I. Introduction and National Information
Finding stable, safe and affordable housing can help you on your journey to recovery and prevent hospitalizations, homelessness and involvement in the criminal justice system.
A good housing match is one that meets four key needs:
- Housing should be affordable
- Housing should offer the right amount of independence.
- Housing should meet your physical needs.
- Housing should be discrimination-free.
Housing Options range from completely independent living to 24/7 care:
- Supervised Group Housing – This type of housing provides the most support for its residents.
- Partially Supervised Group Housing- Some support is provided for the residents, but staff isn’t there 24 hours a day.
- Supportive Housing – Supportive housing provides very limited assistance.
- Rental Housing – This type of housing is for someone who is completely independent or has suitable family support.
- Home Ownership
Federal Resources for Housing Support:
HUD – The United States Department of Housing and Urban Development (HUD) provides a number of housing assistance and counseling programs (https://www.hud.gov/program_offices/housing):
- Section 8- The Housing Choice Voucher Program (Section 8) is the federal government’s program for assisting low-income families, the elderly and the disabled.

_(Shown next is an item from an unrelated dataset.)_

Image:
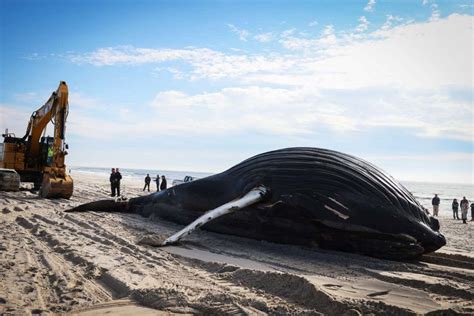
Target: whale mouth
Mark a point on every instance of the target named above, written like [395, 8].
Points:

- Section 811- The Supportive Housing for People with Disabilities Program (Section 811) is a federal program dedicated to developing and subsidizing rental housing for very or extremely low income adults with disabilities, like a chronic mental illness
- HUD also helps apartment renters by offering reduced rents (http://www.hud.gov/apps/section8/index.cfm) to low-income residents.
Section 8 Made Simple — Special Edition: Using the Housing Choice Voucher Program to End Chronic Homelessness (2016) offers step-by-step guidance on finding and securing housing through the HCV program (https://www.tacinc.org/resources/section-8-made-simple/), put together by Technical Assistance Collaborative, Inc. The guide includes information on many programs, including section 8.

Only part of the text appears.